Por sentença (ID. 18792133), o d. Magistrado singular julgou PROCEDENTE os pedidos iniciais, para “1 - DECLARAR a inexistência do contrato discutido nestes autos. 2 – CONDENAR a parte ré a pagar, a título de compensação pelos danos morais sofridos, o valor total de R$ 3.000,00 (três mil reais), com correção monetária nos termos da Tabela de Correção adotada na Justiça Federal (Provimento Conjunto nº 06/2009 do Egrégio TJPI) desde a data do arbitramento, e juros de mora de 1% ao mês a incidir desde a data da citação.3 - CONDENAR o réu à devolução dos valores descontados do benefício previdenciário da parte autora, de forma dobrada, nos termos do Art. 42, do CDC, com incidência de juros de mora de 1% a.m contados da citação e correção monetária nos termos da Tabela de Correção adotada na Justiça Federal (Provimento Conjunto nº 06/2009 do Egrégio TJPI), com incidência da data de cada desconto, observado que, ultrapassado o lapso prescricional de 05 anos, contados do efetivo pagamento à data da propositura da ação, a repetição do valor estará prescrita. Condeno a parte ré nas custas e despesas processuais e honorários advocatícios em 10% sobre o valor da condenação.”
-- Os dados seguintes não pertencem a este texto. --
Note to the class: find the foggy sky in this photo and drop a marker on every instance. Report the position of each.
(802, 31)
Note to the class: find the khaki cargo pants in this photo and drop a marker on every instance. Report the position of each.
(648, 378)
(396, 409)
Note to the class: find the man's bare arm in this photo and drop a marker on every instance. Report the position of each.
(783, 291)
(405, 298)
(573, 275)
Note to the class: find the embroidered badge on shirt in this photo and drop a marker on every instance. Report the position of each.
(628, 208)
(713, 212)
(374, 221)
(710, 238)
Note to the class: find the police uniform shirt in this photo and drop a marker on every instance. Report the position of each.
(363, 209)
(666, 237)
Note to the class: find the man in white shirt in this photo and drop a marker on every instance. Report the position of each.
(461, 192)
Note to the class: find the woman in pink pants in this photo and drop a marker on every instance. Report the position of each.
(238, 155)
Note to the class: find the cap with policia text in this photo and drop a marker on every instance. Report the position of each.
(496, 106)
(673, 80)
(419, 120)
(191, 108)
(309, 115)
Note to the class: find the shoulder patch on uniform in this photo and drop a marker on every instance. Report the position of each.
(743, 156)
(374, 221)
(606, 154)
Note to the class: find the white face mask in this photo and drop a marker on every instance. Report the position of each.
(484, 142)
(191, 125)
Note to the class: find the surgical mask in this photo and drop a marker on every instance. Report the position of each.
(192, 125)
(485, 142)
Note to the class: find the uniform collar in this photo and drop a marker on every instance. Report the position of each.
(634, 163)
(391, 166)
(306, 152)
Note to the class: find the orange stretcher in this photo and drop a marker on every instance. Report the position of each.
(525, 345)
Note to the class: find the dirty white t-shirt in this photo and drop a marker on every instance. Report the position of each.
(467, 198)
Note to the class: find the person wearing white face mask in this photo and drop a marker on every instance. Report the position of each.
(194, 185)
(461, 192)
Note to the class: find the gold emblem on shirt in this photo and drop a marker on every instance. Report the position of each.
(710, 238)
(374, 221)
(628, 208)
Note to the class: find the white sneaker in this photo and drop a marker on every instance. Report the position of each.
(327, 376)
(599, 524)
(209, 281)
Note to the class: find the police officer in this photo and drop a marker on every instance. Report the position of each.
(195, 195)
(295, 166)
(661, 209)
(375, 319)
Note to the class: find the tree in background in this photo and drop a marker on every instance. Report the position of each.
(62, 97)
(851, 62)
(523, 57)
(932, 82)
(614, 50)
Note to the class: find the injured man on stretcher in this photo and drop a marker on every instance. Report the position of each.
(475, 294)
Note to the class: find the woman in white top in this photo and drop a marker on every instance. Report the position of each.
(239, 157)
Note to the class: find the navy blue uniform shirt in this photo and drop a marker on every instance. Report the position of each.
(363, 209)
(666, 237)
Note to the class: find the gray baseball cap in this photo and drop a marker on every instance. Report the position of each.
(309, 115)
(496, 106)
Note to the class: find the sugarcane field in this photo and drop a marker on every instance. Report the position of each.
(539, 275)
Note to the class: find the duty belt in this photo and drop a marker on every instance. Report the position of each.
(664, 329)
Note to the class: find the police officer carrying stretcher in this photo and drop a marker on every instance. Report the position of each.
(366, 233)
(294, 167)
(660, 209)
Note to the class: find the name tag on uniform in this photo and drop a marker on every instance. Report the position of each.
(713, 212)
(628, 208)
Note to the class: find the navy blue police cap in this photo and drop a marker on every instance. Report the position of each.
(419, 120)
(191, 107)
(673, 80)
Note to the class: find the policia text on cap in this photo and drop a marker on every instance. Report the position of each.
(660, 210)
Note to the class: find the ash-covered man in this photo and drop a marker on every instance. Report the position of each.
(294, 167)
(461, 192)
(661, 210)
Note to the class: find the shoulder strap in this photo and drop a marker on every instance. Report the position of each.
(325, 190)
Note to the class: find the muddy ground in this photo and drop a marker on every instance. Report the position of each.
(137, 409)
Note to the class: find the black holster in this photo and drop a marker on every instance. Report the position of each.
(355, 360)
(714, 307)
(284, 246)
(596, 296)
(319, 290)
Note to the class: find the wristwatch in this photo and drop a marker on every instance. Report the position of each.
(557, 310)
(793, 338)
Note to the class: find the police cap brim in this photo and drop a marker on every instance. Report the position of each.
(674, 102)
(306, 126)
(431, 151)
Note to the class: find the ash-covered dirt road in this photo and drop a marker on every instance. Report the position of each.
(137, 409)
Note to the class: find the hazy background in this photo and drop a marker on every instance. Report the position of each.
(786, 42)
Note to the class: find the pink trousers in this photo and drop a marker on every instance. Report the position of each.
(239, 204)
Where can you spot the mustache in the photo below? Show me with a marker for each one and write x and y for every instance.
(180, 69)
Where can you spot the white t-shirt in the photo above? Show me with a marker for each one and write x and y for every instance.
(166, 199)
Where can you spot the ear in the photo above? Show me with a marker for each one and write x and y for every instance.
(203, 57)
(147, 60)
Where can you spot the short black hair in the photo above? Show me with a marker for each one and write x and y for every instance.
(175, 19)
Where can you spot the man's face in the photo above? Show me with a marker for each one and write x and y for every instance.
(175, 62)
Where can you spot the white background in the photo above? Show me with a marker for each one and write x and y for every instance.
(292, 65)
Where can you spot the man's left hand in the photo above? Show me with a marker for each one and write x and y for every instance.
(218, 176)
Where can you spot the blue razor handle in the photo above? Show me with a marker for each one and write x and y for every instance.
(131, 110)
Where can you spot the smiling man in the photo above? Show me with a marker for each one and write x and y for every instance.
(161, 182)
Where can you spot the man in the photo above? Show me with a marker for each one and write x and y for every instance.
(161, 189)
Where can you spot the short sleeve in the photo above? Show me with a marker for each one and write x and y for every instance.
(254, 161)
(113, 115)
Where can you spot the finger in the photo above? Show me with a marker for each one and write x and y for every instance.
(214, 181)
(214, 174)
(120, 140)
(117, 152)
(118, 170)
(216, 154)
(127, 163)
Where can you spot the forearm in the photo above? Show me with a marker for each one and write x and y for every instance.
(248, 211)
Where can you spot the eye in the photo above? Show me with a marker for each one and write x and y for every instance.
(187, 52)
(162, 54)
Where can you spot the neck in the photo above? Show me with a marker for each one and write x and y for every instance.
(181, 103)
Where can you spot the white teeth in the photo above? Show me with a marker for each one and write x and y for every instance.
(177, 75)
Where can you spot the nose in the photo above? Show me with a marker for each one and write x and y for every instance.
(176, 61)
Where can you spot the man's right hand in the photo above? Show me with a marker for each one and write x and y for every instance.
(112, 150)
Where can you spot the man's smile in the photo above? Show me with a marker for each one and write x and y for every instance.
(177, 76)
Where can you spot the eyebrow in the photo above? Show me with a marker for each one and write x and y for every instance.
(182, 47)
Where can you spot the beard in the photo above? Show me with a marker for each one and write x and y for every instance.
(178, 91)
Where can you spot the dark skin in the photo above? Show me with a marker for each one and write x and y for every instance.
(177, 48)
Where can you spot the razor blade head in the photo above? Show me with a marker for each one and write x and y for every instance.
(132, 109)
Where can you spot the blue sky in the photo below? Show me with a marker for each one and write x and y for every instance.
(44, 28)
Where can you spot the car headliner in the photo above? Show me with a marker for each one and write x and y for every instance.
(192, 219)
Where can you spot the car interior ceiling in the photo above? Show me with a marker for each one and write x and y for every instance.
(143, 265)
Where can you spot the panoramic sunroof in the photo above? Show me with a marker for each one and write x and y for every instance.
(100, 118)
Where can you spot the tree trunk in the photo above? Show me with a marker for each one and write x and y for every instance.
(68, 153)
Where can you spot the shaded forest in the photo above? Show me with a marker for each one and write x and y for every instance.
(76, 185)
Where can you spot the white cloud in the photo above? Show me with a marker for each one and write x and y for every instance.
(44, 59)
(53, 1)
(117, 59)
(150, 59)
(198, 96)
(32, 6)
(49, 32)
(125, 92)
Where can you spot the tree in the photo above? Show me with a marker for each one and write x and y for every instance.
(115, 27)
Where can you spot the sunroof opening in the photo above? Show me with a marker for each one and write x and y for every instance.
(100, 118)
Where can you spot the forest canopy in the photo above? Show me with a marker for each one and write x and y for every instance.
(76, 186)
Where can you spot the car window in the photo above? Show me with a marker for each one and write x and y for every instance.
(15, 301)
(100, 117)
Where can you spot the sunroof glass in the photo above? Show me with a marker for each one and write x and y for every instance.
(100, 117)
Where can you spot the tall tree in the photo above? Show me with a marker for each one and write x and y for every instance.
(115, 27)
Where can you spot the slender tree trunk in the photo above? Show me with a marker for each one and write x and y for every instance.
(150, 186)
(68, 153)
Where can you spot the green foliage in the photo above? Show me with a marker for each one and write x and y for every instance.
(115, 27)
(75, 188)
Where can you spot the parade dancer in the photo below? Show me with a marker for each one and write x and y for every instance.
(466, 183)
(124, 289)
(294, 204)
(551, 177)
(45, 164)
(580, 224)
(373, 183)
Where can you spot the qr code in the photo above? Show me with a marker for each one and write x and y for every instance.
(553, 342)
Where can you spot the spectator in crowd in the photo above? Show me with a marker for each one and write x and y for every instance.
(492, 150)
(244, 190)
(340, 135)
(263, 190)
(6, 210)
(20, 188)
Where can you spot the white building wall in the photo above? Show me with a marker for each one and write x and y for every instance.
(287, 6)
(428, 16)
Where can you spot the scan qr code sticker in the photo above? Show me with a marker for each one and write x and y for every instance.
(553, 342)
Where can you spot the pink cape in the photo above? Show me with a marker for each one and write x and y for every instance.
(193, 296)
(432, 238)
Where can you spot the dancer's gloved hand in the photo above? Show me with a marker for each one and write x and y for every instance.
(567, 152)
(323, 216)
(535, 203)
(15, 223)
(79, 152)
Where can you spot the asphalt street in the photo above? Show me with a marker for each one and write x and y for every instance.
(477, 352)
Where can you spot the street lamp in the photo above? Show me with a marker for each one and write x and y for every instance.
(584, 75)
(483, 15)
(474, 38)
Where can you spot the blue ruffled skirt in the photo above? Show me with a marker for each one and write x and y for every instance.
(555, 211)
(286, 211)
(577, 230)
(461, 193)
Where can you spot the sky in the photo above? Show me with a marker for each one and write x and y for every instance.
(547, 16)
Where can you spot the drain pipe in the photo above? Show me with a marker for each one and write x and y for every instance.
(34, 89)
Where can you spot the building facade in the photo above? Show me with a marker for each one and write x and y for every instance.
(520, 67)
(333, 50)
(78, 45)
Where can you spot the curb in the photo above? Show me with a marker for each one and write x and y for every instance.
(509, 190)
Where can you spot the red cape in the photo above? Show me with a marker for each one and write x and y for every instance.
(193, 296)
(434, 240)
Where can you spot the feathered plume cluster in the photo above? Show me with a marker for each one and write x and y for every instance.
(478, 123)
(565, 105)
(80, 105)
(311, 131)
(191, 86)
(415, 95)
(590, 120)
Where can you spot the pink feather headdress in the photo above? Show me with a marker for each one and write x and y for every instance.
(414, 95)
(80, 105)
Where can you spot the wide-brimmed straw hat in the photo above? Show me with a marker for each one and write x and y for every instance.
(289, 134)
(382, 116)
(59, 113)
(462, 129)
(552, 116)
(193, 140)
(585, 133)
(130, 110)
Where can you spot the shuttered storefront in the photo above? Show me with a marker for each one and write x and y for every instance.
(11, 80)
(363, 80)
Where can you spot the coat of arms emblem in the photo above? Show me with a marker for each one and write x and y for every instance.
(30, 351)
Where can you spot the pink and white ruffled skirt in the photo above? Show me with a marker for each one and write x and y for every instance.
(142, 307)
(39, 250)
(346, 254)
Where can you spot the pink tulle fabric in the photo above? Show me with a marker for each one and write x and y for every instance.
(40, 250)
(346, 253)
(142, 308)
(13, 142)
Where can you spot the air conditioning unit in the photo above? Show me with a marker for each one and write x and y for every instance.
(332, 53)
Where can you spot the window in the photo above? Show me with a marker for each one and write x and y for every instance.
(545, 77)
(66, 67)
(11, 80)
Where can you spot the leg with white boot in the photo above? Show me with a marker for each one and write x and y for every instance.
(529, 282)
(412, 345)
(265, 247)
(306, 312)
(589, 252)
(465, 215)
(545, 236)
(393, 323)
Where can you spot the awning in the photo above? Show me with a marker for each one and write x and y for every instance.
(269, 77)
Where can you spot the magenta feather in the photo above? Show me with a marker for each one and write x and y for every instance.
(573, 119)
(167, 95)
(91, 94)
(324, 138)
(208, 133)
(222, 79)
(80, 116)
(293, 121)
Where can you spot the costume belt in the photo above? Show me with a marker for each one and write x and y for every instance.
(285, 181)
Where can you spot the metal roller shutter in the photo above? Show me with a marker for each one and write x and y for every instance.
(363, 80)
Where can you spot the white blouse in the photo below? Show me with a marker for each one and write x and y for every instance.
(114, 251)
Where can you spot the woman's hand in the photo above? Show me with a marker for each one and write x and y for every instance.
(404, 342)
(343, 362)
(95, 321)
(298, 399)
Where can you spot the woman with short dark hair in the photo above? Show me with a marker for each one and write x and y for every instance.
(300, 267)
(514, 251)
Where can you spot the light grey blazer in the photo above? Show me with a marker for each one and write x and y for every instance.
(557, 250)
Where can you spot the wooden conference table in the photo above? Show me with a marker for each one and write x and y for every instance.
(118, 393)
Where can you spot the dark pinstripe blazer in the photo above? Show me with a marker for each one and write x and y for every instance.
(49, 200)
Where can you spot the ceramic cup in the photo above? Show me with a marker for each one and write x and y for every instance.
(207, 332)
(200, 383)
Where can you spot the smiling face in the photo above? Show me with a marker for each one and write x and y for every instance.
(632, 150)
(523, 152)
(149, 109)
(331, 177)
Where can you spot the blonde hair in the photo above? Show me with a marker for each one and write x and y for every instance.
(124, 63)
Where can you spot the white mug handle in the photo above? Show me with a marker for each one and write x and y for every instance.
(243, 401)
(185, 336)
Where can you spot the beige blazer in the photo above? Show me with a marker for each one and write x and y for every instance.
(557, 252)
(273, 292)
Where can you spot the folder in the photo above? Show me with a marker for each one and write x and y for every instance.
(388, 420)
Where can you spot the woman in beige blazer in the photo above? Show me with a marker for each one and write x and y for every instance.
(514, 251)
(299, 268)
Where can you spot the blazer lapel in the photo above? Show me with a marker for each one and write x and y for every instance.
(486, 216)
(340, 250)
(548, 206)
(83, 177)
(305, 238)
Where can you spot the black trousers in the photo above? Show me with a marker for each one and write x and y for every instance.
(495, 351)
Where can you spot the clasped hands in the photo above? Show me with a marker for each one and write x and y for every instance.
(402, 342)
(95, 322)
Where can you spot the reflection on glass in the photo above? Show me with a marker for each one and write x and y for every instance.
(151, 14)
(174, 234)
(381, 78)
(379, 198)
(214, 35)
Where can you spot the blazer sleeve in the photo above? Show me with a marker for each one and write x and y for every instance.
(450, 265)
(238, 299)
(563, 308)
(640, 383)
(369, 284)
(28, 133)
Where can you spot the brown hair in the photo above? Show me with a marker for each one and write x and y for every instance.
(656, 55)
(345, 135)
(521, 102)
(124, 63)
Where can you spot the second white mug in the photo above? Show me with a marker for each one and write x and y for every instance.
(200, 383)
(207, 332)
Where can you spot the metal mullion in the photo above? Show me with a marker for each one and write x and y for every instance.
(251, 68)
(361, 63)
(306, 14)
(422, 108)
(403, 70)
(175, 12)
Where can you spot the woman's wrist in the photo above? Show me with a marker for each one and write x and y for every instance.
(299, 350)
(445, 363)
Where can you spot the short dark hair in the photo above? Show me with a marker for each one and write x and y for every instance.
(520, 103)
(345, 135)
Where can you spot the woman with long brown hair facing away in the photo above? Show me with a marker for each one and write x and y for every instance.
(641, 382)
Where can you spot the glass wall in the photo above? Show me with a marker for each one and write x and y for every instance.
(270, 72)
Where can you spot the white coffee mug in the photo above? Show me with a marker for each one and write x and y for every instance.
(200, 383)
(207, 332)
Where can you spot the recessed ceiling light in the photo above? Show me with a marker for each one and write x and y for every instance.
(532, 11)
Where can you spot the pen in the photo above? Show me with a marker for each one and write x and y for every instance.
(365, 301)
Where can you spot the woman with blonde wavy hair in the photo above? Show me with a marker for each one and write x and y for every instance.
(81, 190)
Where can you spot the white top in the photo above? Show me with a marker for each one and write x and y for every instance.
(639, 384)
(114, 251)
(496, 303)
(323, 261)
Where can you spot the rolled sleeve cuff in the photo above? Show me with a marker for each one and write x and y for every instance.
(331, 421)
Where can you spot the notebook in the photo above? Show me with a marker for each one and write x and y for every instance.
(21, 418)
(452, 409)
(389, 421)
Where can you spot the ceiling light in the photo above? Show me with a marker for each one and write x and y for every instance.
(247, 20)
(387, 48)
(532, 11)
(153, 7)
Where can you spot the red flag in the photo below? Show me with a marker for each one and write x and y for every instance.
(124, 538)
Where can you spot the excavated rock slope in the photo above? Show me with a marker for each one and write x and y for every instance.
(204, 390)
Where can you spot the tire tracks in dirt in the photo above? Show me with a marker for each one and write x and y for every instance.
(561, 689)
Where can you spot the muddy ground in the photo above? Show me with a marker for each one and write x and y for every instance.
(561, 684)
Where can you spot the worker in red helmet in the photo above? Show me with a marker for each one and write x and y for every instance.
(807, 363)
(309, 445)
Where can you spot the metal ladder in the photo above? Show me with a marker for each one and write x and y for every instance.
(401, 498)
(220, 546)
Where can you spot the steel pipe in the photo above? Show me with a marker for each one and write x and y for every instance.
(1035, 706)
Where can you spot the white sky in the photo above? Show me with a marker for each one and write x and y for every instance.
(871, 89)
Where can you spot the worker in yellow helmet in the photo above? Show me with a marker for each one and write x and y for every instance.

Inconformado a parte requerida interpôs Recurso de Apelação (ID. 18792137), alegando a regularidade da contratação, da inexistência de dano material e moral, apresentação de TED, por fim, pugnou pela reforma da sentença, para fossem julgados improcedentes os pedidos da inicial.
A parte requerente apresentou suas contrarrazões (ID. 18792141).
A parte requerente interpôs Recurso Adesivo (ID. 18792142), pleiteando a majoração da condenação por danos morais.
A parte requerida apresentou suas contrarrazões (ID. 18792144) ao Recurso Adesivo.
É o relatório.
VOTO
VOTO DO RELATOR
O DESEMBARGADOR HAROLDO REHEM (Votando):
Conheço dos recursos, eis que neles existentes os pressupostos da suas admissibilidades
Trata-se, na origem, de ação objetivando a declaração de nulidade da relação jurídica, a devolução em dobro, bem como indenização por danos morais.
Passando a conceituação de contrato, sabe-se que este é o acordo de duas ou mais vontades, na conformidade da ordem jurídica, destinado a estabelecer uma regulamentação de interesses entre as partes, com o escopo de adquirir, modificar ou extinguir relações jurídicas de natureza patrimonial.
Sendo um negócio jurídico, requer, para sua validade, a observância dos requisitos legais exigidos no art. 104 do Código Civil, in verbis:
“Art. 104. A validade do negócio jurídico requer:
I - agente capaz;
II - objeto lícito, possível, determinado ou determinável;
III - forma prescrita ou não defesa em lei.”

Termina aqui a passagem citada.